Recently I have been working on a number of client Drupal installations. Although at first I was not particularly interested in learning Drupal I did appreciate that it is a very popular CMS and that learning the ropes would be no bad thing.
However, the more I work with Drupal the more I begin to realise that the one key weakness Drupal has is managing content. It manages user access, roles and privileges very well and affords considerable site configuration with a vast library of plugins, but I still struggle with Drupal's approach to actually managing content.
So what is 'content'? I would consider 'content' to be the raw text, images and other multimedia artifacts aside from any styling, presentation or usage concerns. Personally I would consider the number one priority of any CMS to be the ability to 'isolate' content from how it might be used. How might content be used? Displayed on a webpage, emailed, downloaded, played or sent to external systems).
An inspection of a typical Drupal installation will often reveal that the way content is stored is far from isolated and is often mashed together with both html and css markup - maybe this is the result of inexperienced developers, but maybe it is also the job of a CMS to ensure this can not happen.
Are content management systems new? Actually, isn't a word processor a simple form of CMS? Modern word processors allow us to create and manage content seperately from the presentation and styling - or rather, there exists mechanisms to manage formatting and styling seperately from the content.
...taking the previous point further - aren't html, css, php and apache already the perfect (ish) ingredients for creating and managing isloated, re-usable and re-purposable content?

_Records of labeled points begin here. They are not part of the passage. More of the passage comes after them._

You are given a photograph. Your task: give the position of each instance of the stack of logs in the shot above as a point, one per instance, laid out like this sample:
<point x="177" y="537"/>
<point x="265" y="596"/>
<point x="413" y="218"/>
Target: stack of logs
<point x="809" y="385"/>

Maybe I've missed the point to Drupal, but (analogy warning) it feels a bit like asking the car building robots to build other car building robots to build cars instead of just building the cars themselves.
In conclusion, I think it would be a really great improvement to Drupal (and other similar CMS's) to store 'content' in one database, 'content presentation' (website configuration and structure) in another database and the core CMS system somewhere else.
Having a seperated storage strategy would make data and system migration, data management and development processes about a thousand times easier.